02/28/2026
Subxaanyo = Small, hamless snake
Halq = Huge dangerous snake
Halaq mareen = path of a huge, dangerous snake
The Story of our uncle Cigaal and the US!
Cigaal Shiidaad is the kind of man people still talk about, not because he fought a lion or crossed a desert, but because of something small that happened to him under a tree and because of many other similar incidents.
One day he lay down outside in the shade and fell into a deep sleep. While he slept, a tiny snake, what Somali people call a subxaanyo, slid over his face and passed through the narrow space between his nose and his upper lip. It didn’t bite. It wasn’t poison. It was just that cold, quick feeling of something alive moving where nothing should move.
Cigaal shot up like he’d been struck, shouting and shaking, his eyes wide, his hands wiping his face again and again, as if he could erase the path the snake had taken.
His cousin, heard him and rushed over. “What is wrong with you?” he said. “Why are you crying and screaming?”
Cigaal pointed at his face, at the exact place he where the Subxaanyo passed. “Something crossed right here,” he said. “Between my nose and my lip.”
His cousin asked what it was. Cigaal answered, “A subxaanyo.”
The cousin almost laughed, trying to bring him back to earth. “That one doesn’t kill people,” he said. “It doesn’t harm anyone.”
Cigaal nodded. “I know,” he said. “I know it doesn’t kill.”

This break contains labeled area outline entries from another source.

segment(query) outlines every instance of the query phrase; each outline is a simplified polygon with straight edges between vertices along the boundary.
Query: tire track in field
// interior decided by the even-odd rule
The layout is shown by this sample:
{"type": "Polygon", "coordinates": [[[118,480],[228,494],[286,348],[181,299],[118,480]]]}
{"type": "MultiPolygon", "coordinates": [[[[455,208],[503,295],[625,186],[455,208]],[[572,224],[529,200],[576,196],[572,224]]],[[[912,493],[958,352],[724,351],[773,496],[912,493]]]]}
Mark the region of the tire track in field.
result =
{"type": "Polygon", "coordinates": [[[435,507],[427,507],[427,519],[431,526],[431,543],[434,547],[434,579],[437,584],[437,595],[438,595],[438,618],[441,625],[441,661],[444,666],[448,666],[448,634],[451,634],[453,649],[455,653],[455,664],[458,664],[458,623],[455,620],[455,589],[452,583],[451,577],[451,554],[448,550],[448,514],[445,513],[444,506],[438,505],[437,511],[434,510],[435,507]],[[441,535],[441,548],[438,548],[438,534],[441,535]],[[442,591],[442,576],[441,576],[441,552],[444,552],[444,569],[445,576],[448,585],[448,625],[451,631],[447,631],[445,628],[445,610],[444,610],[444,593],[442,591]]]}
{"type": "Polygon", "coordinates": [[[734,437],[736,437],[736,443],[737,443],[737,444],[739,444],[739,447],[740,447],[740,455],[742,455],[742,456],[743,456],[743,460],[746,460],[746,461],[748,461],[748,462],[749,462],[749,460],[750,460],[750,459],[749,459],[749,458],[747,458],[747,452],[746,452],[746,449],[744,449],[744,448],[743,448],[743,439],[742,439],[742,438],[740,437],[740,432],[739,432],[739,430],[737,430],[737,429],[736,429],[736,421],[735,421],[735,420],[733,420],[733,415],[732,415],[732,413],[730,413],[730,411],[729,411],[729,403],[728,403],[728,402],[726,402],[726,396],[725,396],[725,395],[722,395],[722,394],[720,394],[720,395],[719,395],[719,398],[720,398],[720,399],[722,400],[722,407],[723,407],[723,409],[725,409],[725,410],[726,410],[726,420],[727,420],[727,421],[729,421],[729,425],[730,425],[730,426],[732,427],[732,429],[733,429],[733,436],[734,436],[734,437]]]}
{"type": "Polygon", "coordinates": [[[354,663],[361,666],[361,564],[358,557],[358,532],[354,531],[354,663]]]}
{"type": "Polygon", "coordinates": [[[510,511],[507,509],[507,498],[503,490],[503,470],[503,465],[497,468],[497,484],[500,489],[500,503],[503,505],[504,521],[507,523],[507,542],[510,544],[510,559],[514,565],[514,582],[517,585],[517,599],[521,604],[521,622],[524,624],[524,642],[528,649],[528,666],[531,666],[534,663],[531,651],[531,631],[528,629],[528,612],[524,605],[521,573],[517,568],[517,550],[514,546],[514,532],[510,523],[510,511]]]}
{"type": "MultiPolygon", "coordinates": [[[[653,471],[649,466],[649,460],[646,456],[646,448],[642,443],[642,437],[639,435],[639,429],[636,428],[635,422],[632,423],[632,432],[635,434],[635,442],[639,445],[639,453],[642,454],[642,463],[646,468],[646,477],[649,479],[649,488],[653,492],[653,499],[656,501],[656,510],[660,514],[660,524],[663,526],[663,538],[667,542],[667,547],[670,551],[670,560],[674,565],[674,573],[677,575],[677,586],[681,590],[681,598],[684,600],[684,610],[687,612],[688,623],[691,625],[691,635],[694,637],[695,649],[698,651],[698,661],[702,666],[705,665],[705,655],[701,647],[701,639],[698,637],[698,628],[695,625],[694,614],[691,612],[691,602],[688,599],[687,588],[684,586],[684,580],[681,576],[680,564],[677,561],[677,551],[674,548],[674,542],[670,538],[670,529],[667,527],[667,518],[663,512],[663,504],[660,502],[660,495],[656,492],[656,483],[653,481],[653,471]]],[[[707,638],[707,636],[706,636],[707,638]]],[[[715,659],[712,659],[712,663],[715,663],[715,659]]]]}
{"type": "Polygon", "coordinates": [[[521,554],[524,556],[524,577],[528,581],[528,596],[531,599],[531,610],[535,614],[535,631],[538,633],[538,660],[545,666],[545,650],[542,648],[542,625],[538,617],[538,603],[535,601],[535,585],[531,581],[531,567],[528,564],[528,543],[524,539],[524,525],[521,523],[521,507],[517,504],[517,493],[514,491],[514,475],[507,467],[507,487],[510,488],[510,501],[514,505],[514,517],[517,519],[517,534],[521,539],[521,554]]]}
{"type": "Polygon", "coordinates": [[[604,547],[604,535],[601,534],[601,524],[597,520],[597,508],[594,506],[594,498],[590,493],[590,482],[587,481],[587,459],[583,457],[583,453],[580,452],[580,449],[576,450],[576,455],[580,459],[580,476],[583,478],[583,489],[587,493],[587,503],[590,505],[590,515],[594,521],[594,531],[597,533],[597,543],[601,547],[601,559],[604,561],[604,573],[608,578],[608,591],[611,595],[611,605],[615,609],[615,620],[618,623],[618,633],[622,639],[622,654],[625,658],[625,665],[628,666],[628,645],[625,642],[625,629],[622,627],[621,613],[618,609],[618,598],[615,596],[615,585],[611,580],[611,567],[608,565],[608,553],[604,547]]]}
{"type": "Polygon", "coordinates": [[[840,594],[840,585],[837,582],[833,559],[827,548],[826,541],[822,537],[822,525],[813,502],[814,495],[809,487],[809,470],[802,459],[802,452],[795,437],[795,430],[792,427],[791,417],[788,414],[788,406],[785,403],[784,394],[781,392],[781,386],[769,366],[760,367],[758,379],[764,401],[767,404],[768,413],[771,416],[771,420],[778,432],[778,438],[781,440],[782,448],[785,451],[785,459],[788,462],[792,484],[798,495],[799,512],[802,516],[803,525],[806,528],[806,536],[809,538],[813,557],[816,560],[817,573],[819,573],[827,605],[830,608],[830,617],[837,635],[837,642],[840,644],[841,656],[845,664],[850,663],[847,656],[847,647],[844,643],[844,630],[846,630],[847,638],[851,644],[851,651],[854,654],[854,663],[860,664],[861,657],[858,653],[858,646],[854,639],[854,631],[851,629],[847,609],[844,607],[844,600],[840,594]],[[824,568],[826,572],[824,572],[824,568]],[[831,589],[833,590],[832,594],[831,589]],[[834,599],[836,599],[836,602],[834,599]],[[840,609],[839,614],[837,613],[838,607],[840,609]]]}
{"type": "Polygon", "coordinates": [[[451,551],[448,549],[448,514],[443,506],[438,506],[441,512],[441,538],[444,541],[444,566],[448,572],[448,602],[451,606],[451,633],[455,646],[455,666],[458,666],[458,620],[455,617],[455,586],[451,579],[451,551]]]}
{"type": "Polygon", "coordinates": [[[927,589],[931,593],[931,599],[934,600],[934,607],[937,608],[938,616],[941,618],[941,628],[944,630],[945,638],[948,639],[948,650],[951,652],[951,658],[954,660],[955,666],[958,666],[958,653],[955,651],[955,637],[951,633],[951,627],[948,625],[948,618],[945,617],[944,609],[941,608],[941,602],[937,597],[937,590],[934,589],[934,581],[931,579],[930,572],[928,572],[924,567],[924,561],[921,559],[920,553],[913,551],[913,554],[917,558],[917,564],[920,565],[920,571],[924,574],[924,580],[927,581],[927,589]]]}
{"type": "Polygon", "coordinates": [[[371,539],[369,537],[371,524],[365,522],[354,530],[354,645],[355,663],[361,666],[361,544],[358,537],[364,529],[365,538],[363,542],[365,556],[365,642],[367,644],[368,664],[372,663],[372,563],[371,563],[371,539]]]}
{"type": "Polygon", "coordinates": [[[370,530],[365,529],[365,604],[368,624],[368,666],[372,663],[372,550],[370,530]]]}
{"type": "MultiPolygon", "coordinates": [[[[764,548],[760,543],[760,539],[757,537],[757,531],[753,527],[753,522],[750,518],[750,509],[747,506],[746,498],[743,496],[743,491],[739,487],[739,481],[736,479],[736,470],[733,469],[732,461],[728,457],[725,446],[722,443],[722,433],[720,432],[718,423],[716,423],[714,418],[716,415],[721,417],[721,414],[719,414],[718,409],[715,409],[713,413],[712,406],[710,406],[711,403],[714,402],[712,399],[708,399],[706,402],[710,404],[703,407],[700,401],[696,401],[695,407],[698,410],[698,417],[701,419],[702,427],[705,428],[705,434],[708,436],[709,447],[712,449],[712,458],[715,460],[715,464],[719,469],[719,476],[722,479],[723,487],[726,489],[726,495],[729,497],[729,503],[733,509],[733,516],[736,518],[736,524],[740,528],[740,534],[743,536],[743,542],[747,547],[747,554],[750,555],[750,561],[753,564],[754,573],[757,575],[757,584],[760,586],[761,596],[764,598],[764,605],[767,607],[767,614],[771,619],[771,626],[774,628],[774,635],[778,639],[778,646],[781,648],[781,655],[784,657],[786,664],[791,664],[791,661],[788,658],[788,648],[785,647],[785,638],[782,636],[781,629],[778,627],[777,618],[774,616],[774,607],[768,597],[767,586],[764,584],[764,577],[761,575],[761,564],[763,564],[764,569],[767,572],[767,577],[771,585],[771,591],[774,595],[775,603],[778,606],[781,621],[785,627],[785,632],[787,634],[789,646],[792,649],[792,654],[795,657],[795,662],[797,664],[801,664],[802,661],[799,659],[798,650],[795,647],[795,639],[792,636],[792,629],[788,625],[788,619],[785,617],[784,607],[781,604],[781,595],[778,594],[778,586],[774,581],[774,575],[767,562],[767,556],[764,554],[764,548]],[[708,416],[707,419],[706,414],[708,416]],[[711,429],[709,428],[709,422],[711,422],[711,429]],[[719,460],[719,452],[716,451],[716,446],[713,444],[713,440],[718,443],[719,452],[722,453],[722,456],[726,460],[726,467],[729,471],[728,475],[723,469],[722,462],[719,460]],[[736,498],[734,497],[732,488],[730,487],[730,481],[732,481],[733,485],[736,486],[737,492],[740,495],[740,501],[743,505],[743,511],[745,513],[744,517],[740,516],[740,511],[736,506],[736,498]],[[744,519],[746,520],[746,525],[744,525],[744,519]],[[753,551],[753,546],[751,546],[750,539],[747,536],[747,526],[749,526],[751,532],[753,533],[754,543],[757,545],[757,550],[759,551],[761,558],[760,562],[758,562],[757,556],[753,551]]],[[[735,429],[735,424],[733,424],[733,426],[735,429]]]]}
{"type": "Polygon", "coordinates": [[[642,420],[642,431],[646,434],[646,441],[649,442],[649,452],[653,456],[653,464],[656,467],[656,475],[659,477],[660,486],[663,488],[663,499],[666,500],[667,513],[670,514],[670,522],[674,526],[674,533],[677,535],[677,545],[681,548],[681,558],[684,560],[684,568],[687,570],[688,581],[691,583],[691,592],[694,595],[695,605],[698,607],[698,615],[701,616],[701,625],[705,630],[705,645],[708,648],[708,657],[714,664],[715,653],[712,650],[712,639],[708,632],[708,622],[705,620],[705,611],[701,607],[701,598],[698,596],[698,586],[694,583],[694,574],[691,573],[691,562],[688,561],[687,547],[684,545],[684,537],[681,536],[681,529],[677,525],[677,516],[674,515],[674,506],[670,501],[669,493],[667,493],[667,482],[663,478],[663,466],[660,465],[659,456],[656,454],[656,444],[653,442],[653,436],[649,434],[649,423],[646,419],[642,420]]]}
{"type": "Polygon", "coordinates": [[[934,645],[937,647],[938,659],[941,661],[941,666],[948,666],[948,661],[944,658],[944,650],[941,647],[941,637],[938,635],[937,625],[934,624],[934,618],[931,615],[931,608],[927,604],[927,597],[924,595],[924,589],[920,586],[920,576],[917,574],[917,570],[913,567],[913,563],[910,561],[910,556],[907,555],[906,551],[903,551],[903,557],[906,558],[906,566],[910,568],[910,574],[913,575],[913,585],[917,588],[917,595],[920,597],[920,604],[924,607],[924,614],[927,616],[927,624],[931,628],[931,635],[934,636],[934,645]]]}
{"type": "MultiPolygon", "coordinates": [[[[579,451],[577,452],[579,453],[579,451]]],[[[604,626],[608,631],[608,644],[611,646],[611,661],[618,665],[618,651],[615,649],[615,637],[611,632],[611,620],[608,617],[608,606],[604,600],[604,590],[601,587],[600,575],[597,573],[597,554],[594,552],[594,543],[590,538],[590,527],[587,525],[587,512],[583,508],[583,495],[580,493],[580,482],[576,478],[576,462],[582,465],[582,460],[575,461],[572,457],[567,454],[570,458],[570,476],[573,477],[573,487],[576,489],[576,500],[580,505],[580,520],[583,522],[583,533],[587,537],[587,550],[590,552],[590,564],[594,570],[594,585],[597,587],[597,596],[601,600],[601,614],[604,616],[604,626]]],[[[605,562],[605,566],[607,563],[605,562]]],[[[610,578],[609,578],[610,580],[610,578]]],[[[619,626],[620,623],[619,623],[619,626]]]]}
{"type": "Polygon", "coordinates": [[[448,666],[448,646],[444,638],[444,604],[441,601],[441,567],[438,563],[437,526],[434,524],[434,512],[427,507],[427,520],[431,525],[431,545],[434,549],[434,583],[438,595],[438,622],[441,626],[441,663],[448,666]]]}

Then he said the line that makes people repeat the story, half as a joke and half as a warning. “I’m not crying because it’s deadly,” he said. “I’m crying because that space may become a halaq-mareen,(dangerous snake’s a road).
“If the harmless one found a way across my face, what will stop the halaq, the truly deadly snake, from using that same road next time?”
People tell it to tease someone who overthinks. But the reason the story keeps surviving is that it’s not only about fear. It’s about precedent. It’s about the way a small crossing, a small violation, once it happens, becomes a route, becoms bormalized. The body learns it. The world learns it. And next time, what once felt impossible suddenly feels normal.
That’s why the story lands so hard when people talk about political overreach, especially around enforcement power, ICE, and deportation.
In the beginning, the public is often told, “This is small. This is targeted. This is just about the bad ones. This is just the law being applied.” It’s the subxaanyo: presented as limited, presented as harmless, presented as something you shouldn’t overreact to.
But enforcement isn’t just an action. It’s a pathway. Once the machinery is expanded, once the habits are formed, once broader stops and broader arrests and broader detention become routine, the system doesn’t stay “small” because someone promised it would.
It becomes easier to use again, and easier to use harder. The route is there. The same corridor that was justified for one category of people quietly becomes available for wider categories.
What began as “rare” becomes common. What began as “exceptions” becomes policy. What began as “temporary measures” becomes the new normal. And then, when something truly dangerous comes, carelessness, quotas, politics, bad judgment, the hunger to show toughness, there is already a road for it to travel.
Cigaal’s cousin only saw one small snake and judged it by its bite. Cigaal saw the deeper problem: the opening itself, the permission, the discovery of a route. That is the relevance. It’s not always the first act that ruins people; it’s the doorway that first act leaves behind.
In immigration enforcement, that doorway can mean families living with constant fear, communities learning to stay silent, people avoiding schools and hospitals, and even lawful residents or citizens getting caught in a system that has grown faster than its safeguards.
Once the public accepts the road, the argument shifts from “Should this exist?” to “How far should it go?, and by the time you’re arguing about distance, the road is already built.
So the story isn’t just comedy. It’s a warning told with a smile: don’t wait to be afraid until the halaq arrives. Pay attention when the subxaanyo finds a route, because systems, like snakes, remember the paths and love to travel familiar paths.